Financial modeling of mining projects at the feasibility study stage with account of stochastic dynamics of the mineral commodity prices
Y.A. Limareva, I.V. Zaychikova, N.Yu. Barkova, O.A. Borodina
Financial University under the Government of the Russian Federation, Moscow, Russian Federation
Russian Mining Industry №2/ 2026 p. 120-128
Abstract: The article discusses the development and testing of a comprehensive methodology for financial modeling of mining projects at the feasibility study stage, integrating stochastic modeling of the mineral commodity price dynamics and the Monte Carlo simulation. The relevance of the study is determined by the unprecedented volatility of the global commodity markets in 2023–2025: the gold price rose from $2,600/oz to a record high of $4,379/oz, the LME copper price reached $11,200/t with an annual increase of approximately 40%, creating a fundamentally new landscape of uncertainty for investment decisions. The aim of the study is to quantitatively assess the divergence between the deterministic and stochastic estimates of the key investment indicators for mining projects and to justify the methodological advantages of the probabilistic approach. The Geometric Brownian motion, the Ornstein–Uhlenbeck mean-reverting process, and the Schwartz–Smith two-factor model were applied as the stochastic price dynamics models with their parameters calibrated using the LME and COMEX futures contract data for the period of 2015–2025. The empirical base includes technical and economic parameters of three typical projects: a copper open-pit mine (CAPEX $1,420 million), an underground gold mine (CAPEX $980 million), and a polymetallic copper-gold deposit (CAPEX $1,850 million). The results of 10,000 Monte Carlo simulations demonstrate a systematic divergence between the deterministic and stochastic NPV in the range of −10,9 to −18,2%, with the NPV coefficients of variation of 0,31–0,58 depending on the project type and the price dynamics model. The probability of a negative NPV, which cannot be detected using the deterministic approach, varies from 6,2% to 12,7%. The Schwartz–Smith two-factor model demonstrates the lowest RMS calibration error against the futures data (RMSE = 3,8% for copper). The results justify the need to integrate the stochastic methods into the conventional feasibility study practice and allow quantifying the “cost of uncertainty” for the investor.
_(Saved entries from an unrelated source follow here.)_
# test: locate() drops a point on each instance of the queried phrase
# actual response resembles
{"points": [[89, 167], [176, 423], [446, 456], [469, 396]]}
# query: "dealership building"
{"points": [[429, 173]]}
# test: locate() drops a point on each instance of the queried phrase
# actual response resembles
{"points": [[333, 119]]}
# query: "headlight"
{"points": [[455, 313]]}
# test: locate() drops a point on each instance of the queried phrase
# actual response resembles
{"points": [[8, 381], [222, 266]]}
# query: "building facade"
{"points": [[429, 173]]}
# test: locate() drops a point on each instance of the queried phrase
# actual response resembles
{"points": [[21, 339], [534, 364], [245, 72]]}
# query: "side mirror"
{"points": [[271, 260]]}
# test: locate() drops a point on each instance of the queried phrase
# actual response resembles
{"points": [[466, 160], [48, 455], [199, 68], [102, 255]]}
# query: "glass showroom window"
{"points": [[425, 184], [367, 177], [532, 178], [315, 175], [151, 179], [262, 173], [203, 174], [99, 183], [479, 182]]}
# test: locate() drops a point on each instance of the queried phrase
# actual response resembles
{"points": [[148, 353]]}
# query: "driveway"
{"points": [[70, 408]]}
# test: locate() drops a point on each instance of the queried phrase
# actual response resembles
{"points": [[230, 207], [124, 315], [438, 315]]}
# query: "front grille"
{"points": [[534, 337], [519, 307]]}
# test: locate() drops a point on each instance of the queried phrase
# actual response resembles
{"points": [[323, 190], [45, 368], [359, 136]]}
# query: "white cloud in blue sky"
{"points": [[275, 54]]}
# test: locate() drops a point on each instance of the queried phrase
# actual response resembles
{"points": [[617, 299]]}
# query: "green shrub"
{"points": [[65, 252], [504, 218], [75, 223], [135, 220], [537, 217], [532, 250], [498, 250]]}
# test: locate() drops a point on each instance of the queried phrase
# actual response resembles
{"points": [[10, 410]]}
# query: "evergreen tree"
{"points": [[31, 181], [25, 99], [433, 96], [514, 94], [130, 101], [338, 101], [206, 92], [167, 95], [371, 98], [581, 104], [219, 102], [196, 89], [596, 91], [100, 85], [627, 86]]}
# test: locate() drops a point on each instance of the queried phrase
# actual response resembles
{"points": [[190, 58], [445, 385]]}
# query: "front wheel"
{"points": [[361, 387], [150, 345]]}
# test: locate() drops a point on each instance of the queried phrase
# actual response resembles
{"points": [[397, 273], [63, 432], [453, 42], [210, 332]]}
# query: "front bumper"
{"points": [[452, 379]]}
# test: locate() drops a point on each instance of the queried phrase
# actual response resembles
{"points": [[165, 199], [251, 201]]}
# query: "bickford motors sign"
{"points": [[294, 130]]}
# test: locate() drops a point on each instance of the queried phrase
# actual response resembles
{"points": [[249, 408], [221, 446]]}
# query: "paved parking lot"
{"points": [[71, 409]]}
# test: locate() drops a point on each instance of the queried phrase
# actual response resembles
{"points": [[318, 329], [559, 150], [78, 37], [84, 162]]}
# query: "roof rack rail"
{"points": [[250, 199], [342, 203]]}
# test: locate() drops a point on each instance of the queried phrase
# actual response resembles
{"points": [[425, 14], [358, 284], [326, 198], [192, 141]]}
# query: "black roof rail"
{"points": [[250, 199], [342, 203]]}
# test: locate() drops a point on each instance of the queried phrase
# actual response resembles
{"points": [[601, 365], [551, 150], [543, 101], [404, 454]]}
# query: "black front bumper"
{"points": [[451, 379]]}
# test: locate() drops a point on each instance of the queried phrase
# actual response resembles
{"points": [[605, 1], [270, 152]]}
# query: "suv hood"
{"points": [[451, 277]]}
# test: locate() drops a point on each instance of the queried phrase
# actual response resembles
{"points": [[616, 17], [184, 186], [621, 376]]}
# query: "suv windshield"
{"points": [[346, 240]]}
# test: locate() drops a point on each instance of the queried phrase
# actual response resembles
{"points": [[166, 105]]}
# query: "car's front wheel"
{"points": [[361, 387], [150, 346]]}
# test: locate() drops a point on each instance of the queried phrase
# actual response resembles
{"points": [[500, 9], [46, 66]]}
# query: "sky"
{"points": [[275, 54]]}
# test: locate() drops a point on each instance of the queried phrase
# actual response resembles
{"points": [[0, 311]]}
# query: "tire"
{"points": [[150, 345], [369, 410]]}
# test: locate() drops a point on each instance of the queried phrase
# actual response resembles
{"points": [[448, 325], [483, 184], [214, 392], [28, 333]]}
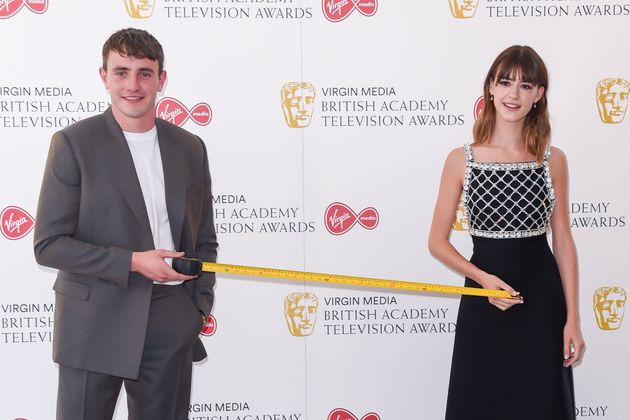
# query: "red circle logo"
{"points": [[211, 326]]}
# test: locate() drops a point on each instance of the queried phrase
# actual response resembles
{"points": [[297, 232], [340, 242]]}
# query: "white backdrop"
{"points": [[395, 85]]}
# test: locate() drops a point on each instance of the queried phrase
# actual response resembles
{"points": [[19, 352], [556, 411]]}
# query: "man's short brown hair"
{"points": [[136, 43]]}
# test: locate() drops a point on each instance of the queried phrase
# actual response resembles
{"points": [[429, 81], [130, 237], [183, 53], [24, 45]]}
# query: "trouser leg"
{"points": [[162, 391], [85, 395]]}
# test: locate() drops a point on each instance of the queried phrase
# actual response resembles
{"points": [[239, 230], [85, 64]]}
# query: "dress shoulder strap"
{"points": [[468, 149]]}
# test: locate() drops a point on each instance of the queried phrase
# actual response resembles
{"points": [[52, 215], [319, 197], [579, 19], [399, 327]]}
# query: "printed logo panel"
{"points": [[9, 8], [340, 218], [300, 312], [343, 414], [175, 112], [16, 222], [298, 103], [612, 99], [609, 305], [140, 9], [338, 10]]}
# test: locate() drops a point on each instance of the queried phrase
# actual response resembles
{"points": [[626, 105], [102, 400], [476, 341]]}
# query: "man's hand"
{"points": [[151, 265]]}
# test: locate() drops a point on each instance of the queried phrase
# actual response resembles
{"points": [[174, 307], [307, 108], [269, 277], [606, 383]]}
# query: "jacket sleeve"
{"points": [[206, 245], [57, 218]]}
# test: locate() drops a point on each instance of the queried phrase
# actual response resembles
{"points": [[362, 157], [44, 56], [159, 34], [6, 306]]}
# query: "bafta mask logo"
{"points": [[298, 103], [139, 9], [612, 99], [300, 312], [461, 221], [9, 8], [609, 305], [463, 9]]}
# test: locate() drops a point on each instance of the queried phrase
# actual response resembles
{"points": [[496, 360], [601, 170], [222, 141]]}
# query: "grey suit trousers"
{"points": [[162, 391]]}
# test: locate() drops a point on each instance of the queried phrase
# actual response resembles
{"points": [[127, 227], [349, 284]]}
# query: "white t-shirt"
{"points": [[145, 151]]}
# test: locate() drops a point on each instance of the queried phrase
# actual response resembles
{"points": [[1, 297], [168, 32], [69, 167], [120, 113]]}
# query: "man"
{"points": [[122, 191]]}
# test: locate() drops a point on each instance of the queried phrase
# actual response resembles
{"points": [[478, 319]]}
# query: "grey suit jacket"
{"points": [[91, 216]]}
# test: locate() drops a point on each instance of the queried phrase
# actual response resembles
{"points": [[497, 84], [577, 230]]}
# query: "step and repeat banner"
{"points": [[327, 123]]}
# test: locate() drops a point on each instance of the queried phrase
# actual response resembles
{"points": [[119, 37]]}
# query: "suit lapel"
{"points": [[174, 165], [117, 155]]}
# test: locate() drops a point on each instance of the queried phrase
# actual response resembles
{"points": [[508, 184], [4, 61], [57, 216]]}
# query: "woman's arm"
{"points": [[566, 256], [440, 246]]}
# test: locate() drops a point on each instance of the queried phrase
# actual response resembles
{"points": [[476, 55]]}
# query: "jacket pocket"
{"points": [[66, 285]]}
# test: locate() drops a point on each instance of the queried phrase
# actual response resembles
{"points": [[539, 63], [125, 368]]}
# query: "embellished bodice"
{"points": [[507, 200]]}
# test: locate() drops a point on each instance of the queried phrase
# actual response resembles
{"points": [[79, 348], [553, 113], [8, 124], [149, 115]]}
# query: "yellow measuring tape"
{"points": [[335, 279]]}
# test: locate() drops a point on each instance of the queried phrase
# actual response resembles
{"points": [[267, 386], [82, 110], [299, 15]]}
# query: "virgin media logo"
{"points": [[343, 414], [16, 222], [338, 10], [173, 111], [340, 218], [9, 8], [211, 326]]}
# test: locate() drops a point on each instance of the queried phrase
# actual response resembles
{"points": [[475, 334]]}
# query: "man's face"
{"points": [[133, 84], [610, 310], [463, 9], [302, 316], [613, 102], [298, 105]]}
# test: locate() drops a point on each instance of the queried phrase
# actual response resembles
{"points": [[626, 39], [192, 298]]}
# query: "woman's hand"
{"points": [[493, 282], [574, 345]]}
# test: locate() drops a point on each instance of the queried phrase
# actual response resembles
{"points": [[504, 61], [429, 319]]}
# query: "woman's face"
{"points": [[514, 98]]}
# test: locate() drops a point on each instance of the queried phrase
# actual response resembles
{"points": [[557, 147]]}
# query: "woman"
{"points": [[512, 357]]}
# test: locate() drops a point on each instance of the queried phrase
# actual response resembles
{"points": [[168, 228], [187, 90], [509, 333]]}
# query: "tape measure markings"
{"points": [[352, 280]]}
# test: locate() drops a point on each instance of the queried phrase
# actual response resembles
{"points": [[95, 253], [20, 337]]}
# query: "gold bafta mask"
{"points": [[300, 312], [612, 99], [609, 306], [298, 102], [461, 221], [140, 9], [463, 9]]}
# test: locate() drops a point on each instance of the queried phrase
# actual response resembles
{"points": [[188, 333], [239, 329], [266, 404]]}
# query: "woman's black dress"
{"points": [[507, 365]]}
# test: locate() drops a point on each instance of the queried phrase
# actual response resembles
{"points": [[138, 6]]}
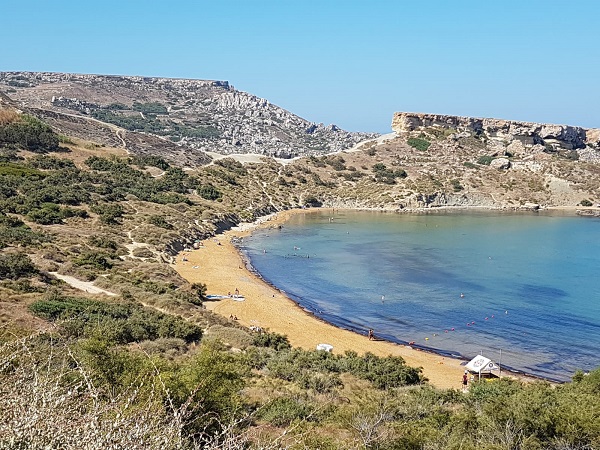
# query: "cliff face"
{"points": [[196, 115], [563, 136]]}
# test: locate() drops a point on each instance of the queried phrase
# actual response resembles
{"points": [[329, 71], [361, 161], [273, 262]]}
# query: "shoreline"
{"points": [[225, 269]]}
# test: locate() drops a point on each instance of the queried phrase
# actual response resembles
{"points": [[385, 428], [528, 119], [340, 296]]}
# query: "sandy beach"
{"points": [[218, 264]]}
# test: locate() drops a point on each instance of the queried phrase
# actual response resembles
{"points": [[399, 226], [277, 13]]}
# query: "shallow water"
{"points": [[531, 281]]}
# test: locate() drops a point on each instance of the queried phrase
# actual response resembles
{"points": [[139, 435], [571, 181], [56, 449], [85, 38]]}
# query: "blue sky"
{"points": [[352, 63]]}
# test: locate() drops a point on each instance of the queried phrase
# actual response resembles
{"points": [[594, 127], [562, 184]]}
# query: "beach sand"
{"points": [[218, 264]]}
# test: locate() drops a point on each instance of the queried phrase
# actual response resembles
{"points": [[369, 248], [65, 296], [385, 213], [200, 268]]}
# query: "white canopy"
{"points": [[481, 364]]}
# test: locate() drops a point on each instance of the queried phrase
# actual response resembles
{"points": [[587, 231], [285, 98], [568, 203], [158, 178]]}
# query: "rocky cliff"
{"points": [[196, 115], [557, 136]]}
Keywords: financial modeling of mining projects, stochastic price dynamics, Monte Carlo simulation, feasibility study, Schwartz–Smith two-factor model, net present value, investment risk analysis
For citation: Limareva Y.A., Zaychikova I.V., Barkova N.Yu., Borodina O.A. Financial modeling of mining projects at the feasibility study stage with account of stochastic dynamics of the mineral commodity prices. Russian Mining Industry. 2026;(2):120–128. https://doi.org/10.30686/1609-9192-2026-2-120-128
Article info
Received: 17.01.2026
Revised: 19.02.2026
Accepted: 03.03.2026
Information about the authors
Yulia A. Limareva – Cand. Sci. (Ped.), Associate Professor of the Department of General and Project Management, Financial University under the Government of the Russian Federation, Moscow, Russian Federation; https://orcid.org/0000-0001-7941-1459; e-mail: This email address is being protected from spambots. You need JavaScript enabled to view it.
Inna V. Zaychikova – Cand. Sci. (Ped.), Associate Professor of the Department of Mathematics and Data Analysis, Financial University under the Government of the Russian Federation, Moscow, Russian Federation; e-mail: This email address is being protected from spambots. You need JavaScript enabled to view it.
Natalya Yu. Barkova – Cand. Sci. (Econ.), Associate Professor of the Department of General and Project Management, Financial University under the Government of the Russian Federation, Moscow, Russian Federation; https://orcid.org/0000-0002-6583-8950; e-mail: This email address is being protected from spambots. You need JavaScript enabled to view it.
Olga A. Borodina – Senior Lecturer, Department of General and Project Management, Financial University under the Government of the Russian Federation, Moscow, Russian Federation; https://orcid.org/0000-0001-7151-4891; e-mail: This email address is being protected from spambots. You need JavaScript enabled to view it.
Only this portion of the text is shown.